Hiroshige, from '36 Views of Mt. Fuji'. 36 kB.
The print on the right, one of the series of "36 Views of Mt. Fuji" by Hiroshige, is an example of this particularly Japanese art form, of coloured-in wood-block printing.

You can hear my midi-versions of «Sakura sakura», perhaps the best-known and -loved Japanese folk song, about the cherry blossoms in spring, and of «Itsuki no komori-uta», a lullaby from Kumamoto prefecture.

Haiku are one of the traditional forms of Japanese poetry. They are short – consisting of three lines, of 5, 7 and 5 syllables, respectively – and usually follow certain strict conventions: for instance, every haiku is supposed to make reference, explicitly or implicitly, to a season. But despite the brevity and the constraints, a successful haiku will convey a strong experience or general feeling by evoking a particular situation.

Haiku as such have been written since the early Edo-period (1600 –1868,) and many use antiquated, or 'compressed', grammatical forms.

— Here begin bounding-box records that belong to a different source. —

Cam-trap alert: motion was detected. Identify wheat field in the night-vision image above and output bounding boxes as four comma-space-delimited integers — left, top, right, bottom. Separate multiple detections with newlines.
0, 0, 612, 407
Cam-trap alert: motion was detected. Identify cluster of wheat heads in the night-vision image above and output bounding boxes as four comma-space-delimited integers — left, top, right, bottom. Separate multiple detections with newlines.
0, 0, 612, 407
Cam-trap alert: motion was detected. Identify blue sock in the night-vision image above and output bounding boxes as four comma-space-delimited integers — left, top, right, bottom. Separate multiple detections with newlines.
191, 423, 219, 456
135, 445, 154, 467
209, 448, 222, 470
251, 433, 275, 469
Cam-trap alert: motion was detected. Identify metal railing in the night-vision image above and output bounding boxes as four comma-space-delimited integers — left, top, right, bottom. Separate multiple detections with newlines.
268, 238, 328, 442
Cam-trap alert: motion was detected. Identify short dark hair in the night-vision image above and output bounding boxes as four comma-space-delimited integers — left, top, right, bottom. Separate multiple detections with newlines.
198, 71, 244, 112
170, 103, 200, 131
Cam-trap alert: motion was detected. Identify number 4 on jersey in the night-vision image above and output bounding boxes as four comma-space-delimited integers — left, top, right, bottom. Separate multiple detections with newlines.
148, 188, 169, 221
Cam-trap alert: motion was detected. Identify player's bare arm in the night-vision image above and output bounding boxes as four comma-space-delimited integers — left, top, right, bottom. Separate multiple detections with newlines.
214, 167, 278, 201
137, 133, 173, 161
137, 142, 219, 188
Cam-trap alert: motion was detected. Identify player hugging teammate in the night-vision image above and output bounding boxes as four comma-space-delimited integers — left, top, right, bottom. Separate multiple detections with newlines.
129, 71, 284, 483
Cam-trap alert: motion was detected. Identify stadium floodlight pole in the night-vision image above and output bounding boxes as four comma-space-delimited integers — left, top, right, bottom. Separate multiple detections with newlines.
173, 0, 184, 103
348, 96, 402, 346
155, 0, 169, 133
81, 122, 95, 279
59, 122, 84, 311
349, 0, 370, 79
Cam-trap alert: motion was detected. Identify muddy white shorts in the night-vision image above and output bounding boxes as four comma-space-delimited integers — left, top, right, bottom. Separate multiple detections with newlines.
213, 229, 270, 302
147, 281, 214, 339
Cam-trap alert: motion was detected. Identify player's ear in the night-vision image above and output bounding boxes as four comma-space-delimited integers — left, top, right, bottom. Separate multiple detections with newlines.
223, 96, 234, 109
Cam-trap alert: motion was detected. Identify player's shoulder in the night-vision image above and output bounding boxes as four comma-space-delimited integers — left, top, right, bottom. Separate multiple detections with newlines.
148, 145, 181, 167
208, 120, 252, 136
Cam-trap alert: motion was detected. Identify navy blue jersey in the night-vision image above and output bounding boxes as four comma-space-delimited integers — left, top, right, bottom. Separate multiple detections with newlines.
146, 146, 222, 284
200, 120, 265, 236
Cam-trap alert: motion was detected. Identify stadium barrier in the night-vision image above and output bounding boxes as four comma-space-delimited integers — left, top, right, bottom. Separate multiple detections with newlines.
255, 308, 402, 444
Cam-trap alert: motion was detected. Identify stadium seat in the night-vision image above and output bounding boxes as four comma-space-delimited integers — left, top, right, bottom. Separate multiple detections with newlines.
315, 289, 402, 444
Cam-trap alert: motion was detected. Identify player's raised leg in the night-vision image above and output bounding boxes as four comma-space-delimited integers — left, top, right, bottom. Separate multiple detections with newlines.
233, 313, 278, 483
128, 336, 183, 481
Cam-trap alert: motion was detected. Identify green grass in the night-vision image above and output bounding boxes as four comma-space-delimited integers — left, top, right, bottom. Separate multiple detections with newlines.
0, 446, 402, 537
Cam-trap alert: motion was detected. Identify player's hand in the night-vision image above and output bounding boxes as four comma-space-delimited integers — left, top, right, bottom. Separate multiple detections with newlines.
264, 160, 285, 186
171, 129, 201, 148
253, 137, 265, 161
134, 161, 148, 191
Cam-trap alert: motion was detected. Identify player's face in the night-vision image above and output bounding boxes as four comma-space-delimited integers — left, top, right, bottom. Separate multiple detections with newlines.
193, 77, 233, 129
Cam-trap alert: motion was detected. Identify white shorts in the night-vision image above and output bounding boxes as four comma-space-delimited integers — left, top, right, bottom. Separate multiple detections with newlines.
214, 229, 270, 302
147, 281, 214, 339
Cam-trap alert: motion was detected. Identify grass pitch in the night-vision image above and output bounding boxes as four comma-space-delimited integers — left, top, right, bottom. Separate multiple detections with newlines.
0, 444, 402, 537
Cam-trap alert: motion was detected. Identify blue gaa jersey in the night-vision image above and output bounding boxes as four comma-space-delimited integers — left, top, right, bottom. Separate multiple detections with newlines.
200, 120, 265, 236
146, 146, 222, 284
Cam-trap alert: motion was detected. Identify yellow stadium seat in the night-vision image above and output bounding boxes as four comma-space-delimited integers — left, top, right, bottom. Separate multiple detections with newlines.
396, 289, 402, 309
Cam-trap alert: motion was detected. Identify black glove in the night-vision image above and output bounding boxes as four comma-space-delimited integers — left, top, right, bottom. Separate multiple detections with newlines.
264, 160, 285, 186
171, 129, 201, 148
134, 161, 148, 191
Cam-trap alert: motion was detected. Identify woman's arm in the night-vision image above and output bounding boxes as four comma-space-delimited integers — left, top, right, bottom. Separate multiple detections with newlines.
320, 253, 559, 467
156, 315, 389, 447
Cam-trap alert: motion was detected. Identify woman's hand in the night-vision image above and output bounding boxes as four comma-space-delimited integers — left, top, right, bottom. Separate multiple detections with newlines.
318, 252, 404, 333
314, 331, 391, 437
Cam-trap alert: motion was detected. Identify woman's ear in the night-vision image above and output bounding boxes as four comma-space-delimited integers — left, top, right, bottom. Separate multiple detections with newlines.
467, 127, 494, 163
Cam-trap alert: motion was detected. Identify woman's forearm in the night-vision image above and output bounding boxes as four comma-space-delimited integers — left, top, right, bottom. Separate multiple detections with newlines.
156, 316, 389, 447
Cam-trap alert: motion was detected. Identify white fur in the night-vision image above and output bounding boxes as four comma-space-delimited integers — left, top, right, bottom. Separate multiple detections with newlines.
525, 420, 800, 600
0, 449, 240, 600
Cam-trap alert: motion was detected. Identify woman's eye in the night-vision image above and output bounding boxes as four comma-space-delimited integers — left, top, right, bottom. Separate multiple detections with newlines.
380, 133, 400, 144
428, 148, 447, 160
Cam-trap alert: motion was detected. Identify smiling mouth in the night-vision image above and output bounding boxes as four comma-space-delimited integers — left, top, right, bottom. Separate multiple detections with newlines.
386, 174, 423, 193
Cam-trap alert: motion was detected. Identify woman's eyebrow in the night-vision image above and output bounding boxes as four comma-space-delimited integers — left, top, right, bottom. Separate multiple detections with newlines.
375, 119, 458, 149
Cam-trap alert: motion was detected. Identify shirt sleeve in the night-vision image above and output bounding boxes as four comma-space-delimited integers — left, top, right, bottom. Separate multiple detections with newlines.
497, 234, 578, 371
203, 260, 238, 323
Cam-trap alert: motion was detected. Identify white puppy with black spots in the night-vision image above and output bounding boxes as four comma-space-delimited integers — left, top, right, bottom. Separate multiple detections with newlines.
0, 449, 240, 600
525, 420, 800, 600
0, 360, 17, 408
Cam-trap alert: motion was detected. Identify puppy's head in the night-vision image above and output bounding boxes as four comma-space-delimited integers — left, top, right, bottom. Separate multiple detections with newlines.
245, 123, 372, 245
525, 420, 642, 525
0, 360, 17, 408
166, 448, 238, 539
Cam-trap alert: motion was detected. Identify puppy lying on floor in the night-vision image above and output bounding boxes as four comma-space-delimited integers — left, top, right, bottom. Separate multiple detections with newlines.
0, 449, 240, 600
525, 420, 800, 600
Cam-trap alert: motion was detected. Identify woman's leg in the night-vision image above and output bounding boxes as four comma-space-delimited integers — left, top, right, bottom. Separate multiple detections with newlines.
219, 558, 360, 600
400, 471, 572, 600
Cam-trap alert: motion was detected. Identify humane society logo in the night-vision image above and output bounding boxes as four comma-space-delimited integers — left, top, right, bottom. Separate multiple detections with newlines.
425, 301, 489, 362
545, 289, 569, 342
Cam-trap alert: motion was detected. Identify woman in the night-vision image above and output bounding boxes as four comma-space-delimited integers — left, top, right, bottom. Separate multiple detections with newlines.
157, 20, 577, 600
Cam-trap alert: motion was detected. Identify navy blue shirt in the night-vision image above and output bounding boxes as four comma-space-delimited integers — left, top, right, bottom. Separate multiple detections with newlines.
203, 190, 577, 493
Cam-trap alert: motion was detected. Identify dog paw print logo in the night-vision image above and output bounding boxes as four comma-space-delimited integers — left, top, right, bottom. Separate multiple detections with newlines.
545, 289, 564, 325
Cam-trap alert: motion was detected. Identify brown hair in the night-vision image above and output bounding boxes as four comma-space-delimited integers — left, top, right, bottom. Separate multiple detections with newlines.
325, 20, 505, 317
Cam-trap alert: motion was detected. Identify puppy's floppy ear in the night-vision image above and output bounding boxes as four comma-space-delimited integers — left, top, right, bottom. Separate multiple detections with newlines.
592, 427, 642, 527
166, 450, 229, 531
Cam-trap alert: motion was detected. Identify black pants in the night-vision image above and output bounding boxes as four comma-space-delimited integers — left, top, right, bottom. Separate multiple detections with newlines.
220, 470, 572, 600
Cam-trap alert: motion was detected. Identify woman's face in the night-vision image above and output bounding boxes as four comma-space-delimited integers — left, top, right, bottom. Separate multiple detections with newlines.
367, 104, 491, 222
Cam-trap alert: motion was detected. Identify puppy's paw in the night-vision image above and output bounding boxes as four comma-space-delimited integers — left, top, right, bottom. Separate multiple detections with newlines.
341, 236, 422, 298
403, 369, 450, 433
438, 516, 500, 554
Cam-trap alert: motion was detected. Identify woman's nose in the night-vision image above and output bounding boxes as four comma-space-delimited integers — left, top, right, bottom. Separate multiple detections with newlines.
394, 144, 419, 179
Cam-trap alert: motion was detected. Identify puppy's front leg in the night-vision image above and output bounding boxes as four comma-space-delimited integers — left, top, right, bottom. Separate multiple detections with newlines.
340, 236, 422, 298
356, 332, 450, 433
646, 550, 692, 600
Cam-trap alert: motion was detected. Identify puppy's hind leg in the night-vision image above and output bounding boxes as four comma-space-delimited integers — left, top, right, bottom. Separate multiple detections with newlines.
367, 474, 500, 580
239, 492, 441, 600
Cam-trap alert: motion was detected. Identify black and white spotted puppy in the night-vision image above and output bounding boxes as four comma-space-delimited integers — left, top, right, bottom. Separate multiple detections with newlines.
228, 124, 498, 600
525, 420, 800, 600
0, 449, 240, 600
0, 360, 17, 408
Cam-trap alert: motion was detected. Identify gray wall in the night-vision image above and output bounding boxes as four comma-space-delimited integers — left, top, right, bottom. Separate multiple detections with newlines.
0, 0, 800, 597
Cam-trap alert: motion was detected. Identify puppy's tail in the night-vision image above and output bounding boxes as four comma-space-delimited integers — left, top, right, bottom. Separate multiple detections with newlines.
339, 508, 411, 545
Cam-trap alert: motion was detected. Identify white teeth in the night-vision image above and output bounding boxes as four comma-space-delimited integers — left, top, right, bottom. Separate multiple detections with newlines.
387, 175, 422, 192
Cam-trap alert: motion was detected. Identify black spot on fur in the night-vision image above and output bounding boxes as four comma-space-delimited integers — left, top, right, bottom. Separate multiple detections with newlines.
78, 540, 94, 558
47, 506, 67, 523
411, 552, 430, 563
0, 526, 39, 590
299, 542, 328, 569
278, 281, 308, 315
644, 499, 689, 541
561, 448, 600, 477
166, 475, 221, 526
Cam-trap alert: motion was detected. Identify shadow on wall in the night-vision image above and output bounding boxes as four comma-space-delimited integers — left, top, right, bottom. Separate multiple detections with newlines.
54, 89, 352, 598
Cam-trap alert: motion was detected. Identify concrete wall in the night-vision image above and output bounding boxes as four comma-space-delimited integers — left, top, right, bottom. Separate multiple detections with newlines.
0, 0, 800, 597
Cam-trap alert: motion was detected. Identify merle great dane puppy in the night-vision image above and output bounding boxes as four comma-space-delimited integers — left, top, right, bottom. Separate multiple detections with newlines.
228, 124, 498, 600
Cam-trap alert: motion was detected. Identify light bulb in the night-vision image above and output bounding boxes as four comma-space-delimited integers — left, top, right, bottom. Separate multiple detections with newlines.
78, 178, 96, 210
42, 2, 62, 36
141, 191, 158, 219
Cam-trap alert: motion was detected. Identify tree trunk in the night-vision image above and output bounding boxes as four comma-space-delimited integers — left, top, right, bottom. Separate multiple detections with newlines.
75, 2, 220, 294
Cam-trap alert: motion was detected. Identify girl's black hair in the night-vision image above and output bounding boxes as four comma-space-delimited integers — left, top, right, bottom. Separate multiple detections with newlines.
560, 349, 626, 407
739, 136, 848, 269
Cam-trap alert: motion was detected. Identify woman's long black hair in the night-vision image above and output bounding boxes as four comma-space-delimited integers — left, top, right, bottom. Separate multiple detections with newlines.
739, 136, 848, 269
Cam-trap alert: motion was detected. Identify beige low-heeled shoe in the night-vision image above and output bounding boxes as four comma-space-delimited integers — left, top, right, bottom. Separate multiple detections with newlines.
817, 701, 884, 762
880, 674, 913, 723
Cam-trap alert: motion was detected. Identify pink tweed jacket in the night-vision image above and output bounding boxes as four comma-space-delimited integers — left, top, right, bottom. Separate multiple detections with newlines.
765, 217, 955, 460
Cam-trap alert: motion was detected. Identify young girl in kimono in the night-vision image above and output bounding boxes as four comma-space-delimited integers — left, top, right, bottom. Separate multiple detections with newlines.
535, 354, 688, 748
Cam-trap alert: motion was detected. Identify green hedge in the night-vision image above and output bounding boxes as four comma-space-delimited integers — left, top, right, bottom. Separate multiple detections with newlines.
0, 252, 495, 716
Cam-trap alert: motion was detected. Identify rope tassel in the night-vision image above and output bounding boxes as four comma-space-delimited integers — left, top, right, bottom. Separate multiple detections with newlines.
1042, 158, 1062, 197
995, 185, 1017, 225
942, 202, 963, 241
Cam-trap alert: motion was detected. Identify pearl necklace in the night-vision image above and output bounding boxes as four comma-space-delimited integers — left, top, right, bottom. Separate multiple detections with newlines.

So while I do like the three haiku below, the reason for choosing these in particular is the relative simplicity of their language. (Click here to open a window with some of the vocabulary.)

Nete okite
    oo-akubi shite
        neko no koi.
  (Kobayashi Issa)

"Sleeping, waking, giving a big yawn – and the cat goes out for love."

Cha no hana ni
    kakurembo suru
        suzume kana.
  (Kobayashi Issa)

"See the sparrows, playing hide-and-seek amongst the tea blossoms."

Haru no umi
    hinemosu notari
        notari kana.
  (Yosa Buson)

"On the spring ocean, see the waves, the waves all day long."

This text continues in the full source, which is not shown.